Law & Legal & Attorney Immigration Law

Divorced? Your Green Card Application Still Holds Good

The US immigration law gives permission to an immigrant to get permanent citizenship by marrying a US citizen.
This is one of the easiest way a person can get a green card, application of which is always a very complicated procedure, not to mention the amount of time it takes.
Once the US citizen marries the immigrant, he/she can ask for a green card and immigrant visa to be issued to the spouse from the Citizenship and Immigration Services (CIS) division of the American government.
However, this is also one of the most common means of spouse abuse.

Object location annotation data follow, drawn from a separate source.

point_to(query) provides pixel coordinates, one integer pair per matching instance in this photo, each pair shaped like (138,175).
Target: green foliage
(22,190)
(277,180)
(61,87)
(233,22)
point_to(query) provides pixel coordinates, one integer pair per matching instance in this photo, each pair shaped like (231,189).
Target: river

In order to counter this, the American government has enforced a law from 1994, which is known as the Violence Against Women Act (VAWA).
The act was amended in 2001, and is a major support for women who have been victims of spouse abuse, and also helps in preventing such incidents.

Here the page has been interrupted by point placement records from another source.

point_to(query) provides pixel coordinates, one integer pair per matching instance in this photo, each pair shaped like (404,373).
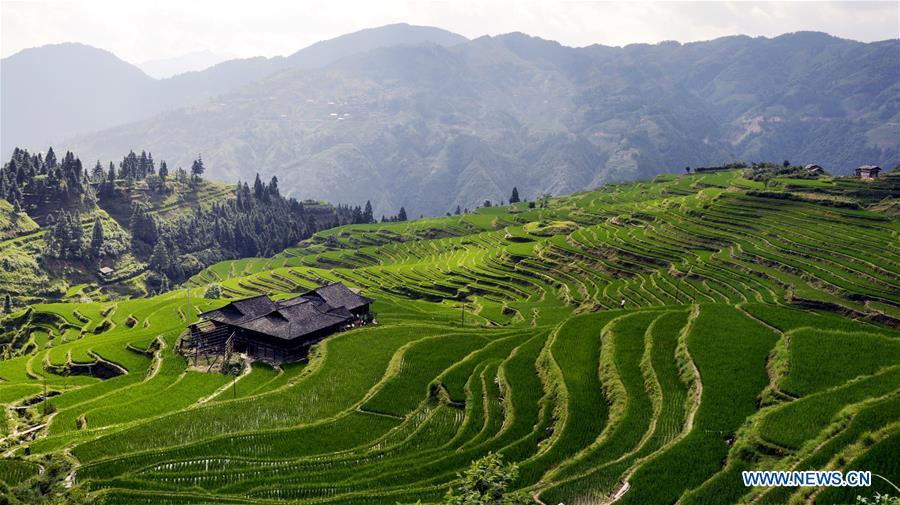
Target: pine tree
(159,259)
(98,175)
(96,239)
(367,213)
(258,188)
(50,159)
(163,171)
(197,168)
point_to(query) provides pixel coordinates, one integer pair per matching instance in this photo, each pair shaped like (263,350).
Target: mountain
(168,67)
(432,127)
(55,91)
(85,89)
(643,344)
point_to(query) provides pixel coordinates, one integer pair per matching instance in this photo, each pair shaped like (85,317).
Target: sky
(141,30)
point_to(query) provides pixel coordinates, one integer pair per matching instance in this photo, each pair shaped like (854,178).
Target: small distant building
(814,169)
(279,331)
(868,172)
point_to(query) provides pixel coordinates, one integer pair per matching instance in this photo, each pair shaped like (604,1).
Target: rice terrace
(644,342)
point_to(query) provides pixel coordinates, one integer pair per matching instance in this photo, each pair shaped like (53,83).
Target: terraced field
(759,331)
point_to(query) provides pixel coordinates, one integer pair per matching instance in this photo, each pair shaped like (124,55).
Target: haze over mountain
(432,126)
(191,62)
(84,89)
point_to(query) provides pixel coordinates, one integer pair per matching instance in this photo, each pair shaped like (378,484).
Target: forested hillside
(643,342)
(432,127)
(86,89)
(151,226)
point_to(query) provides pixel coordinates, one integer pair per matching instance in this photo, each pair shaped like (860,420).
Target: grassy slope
(752,337)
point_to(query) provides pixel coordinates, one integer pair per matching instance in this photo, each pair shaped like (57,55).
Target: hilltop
(99,90)
(72,233)
(760,330)
(430,127)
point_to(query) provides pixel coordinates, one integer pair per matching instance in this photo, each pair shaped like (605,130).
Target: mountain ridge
(430,128)
(31,89)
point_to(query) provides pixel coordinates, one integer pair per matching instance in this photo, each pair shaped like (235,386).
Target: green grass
(758,332)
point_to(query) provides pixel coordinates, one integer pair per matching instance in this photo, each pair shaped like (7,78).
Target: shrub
(213,291)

This law authorizes immigrants who are married to a US citizen to go ahead with a green card application on their own, without the consent or knowledge of their spouse.
But there was still another issue, pertaining to the status of the immigrant's application if either of the couple had applied for divorce, or had been granted the same.
But recently, much clarity has been provided on that part as well.
According to official authorities, an immigrant who has experienced spouse abuse can file a green card application even if a divorce has already been applied for on the grounds of spouse abuse by the partner.
Further, even in case the immigrant has already separated from the partner, she can still apply if the divorce has been granted less than two years ago from the date of the filing of the application.
The most important step to take in such a scenario is to approach an attorney who specializes in VAWA cases, since there is also a special court for these kind of cases.